Effects of CB1 and CRF1 receptor antagonists on binge-like eating in rats with limited access to a sweet fat diet: Lack of withdrawal-like responses

Positive reinforcement (e.g., appetitive, rewarding properties) has often been hypothesized to maintain excessive intake of palatable foods. Recently, rats receiving intermittent access to high sucrose diets showed binge-like intake with withdrawal-like signs upon cessation of access, suggesting negative reinforcement mechanisms contribute as well. Whether intermittent access to high fat diets also produces withdrawal-like syndromes is controversial. The present study therefore tested the hypothesis that binge-like eating and withdrawal-like anxiety would arise in a novel model of binge eating based on daily 10-min access to a sweet fat diet (35% fat kcal, 31% sucrose kcal). Within 2–3 weeks, female Wistar rats developed binge-like intake comparable to levels seen previously for high sucrose diets (~ 40% of daily caloric intake within 10 min) plus excess weight gain and adiposity, but absent increased anxiety-like behavior during elevated plus-maze or defensive withdrawal tests after diet withdrawal. Binge-like intake was unaffected by pretreatment with the corticotropin-releasing factor type 1 (CRF1) receptor antagonist R121919, and corticosterone responses to restraint stress did not differ between sweet-fat binge rats and chow-fed controls. In contrast, pretreatment with the cannabinoid type 1 (CB1) receptor antagonist SR147778 dose-dependently reduced binge-like intake, albeit less effectively than in ad lib chow or sweet fat controls. A priming dose of the sweet fat diet did not precipitate increased anxiety-like behavior, but rather increased plus-maze locomotor activity. The results suggest that CB1-dependent positive reinforcement rather than CRF1-dependent negative reinforcement mechanisms predominantly maintain excessive intake in this limited access model of sweet-fat diet binges.

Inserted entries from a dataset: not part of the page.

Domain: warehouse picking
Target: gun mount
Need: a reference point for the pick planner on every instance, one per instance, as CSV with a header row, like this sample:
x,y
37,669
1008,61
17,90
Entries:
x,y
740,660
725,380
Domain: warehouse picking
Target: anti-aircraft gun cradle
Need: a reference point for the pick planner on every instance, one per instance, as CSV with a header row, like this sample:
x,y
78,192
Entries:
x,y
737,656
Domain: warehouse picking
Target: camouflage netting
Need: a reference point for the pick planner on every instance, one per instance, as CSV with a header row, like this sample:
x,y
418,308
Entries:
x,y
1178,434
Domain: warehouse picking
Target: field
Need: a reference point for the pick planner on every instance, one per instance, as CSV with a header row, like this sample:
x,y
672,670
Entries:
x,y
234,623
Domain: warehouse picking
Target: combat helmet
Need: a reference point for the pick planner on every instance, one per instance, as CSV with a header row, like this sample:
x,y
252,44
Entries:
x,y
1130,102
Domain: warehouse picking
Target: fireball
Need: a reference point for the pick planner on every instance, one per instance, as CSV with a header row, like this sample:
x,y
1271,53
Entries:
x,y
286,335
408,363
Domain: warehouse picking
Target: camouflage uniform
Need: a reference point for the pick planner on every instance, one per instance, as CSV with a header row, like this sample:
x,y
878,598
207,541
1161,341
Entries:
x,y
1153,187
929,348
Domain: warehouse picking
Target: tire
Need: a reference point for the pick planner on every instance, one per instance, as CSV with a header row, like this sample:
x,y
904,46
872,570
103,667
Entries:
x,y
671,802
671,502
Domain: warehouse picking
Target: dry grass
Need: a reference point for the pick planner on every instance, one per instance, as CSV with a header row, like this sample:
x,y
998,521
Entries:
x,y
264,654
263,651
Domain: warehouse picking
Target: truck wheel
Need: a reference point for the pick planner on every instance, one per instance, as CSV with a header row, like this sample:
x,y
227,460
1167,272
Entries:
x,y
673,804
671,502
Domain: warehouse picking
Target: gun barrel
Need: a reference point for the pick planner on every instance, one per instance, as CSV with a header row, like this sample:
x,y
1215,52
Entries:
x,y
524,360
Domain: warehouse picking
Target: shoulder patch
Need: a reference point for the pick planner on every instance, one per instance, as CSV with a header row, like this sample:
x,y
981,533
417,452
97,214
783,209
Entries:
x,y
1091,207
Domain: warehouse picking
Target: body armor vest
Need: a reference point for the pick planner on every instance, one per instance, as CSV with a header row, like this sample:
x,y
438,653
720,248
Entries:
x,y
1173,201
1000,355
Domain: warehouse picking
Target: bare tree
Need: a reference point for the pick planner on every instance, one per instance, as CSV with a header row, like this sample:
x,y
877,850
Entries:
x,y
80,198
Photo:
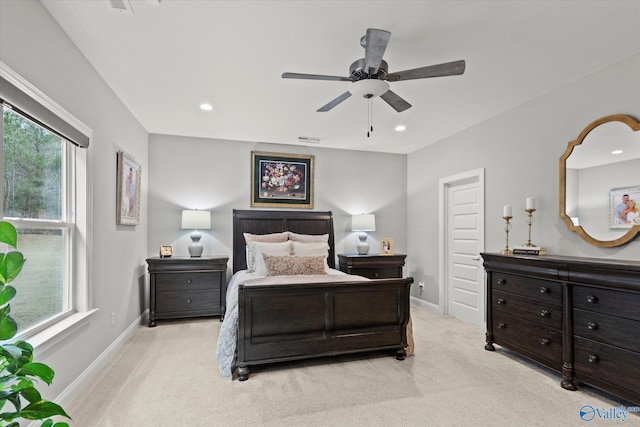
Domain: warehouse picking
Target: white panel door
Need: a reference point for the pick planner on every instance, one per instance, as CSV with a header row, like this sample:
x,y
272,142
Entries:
x,y
465,276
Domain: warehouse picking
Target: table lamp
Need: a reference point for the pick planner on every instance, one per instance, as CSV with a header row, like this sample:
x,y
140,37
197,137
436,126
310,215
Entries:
x,y
363,223
196,220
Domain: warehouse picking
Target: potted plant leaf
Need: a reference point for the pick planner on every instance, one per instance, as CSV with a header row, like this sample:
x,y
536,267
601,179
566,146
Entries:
x,y
19,373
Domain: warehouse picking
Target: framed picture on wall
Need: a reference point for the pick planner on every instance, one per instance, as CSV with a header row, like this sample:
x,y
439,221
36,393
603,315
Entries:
x,y
386,246
624,211
128,190
281,180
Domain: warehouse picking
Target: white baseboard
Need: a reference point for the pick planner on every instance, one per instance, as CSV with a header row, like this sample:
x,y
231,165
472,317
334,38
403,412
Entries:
x,y
78,384
425,304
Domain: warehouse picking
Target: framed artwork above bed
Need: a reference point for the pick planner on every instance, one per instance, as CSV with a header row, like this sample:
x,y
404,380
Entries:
x,y
281,180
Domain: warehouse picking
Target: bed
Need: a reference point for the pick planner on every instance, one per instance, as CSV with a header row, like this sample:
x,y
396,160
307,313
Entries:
x,y
283,318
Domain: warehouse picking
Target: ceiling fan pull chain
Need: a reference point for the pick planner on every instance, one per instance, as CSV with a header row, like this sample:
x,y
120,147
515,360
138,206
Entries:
x,y
368,116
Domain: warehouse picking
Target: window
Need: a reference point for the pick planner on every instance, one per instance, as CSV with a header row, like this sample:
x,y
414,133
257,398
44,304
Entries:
x,y
43,169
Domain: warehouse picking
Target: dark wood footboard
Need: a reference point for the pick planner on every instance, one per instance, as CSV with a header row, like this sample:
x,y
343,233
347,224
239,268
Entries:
x,y
296,321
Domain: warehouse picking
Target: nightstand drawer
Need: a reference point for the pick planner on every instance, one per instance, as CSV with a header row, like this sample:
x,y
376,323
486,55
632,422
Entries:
x,y
372,266
185,281
377,273
181,287
185,302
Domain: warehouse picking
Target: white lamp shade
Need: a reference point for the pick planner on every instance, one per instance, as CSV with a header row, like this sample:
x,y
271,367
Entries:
x,y
200,220
364,222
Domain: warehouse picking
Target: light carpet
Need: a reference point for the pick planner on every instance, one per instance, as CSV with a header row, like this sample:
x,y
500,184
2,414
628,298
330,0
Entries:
x,y
168,376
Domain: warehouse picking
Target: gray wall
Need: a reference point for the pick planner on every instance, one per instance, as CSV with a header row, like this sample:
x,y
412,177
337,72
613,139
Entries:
x,y
33,45
520,151
196,173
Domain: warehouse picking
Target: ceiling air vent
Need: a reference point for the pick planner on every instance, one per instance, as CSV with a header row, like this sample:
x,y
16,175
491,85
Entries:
x,y
309,139
121,6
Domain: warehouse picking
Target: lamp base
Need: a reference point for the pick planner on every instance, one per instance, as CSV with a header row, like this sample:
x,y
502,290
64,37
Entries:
x,y
363,245
195,248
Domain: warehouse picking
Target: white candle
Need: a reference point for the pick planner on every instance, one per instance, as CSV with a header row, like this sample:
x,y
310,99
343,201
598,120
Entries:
x,y
531,203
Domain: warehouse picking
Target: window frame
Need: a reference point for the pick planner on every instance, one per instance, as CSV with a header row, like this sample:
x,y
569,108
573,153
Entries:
x,y
77,224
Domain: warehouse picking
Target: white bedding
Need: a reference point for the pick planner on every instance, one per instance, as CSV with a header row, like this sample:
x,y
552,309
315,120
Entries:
x,y
226,347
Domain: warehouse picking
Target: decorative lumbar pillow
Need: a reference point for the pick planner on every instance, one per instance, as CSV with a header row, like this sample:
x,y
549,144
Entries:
x,y
288,265
311,249
269,238
258,249
309,238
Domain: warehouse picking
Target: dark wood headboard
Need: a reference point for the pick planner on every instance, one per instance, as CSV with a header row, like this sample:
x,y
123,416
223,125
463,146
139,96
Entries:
x,y
265,222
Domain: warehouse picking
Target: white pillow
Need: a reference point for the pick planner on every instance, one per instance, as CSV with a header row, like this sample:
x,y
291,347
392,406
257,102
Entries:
x,y
311,249
273,238
259,248
308,238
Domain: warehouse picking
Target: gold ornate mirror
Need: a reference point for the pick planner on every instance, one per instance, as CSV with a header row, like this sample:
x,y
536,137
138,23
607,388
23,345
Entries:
x,y
599,174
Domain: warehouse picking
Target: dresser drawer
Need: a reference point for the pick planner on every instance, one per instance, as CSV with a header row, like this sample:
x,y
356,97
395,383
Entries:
x,y
542,312
187,280
529,287
607,363
607,329
190,301
537,339
619,303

► Binge-like eating develops in rats with 10-min daily access to a sweet fat diet. ► Sweet fat binging increases weight gain, adiposity, and feed efficiency. ► Binge magnitude is reduced by a CB1, but not CRF, receptor antagonist. ► Neither anxiety-like behavior nor HPA axis activity is altered by binge history. ► Unlike sugar diets, sweet fat diets maintain binge-like intake without withdrawal.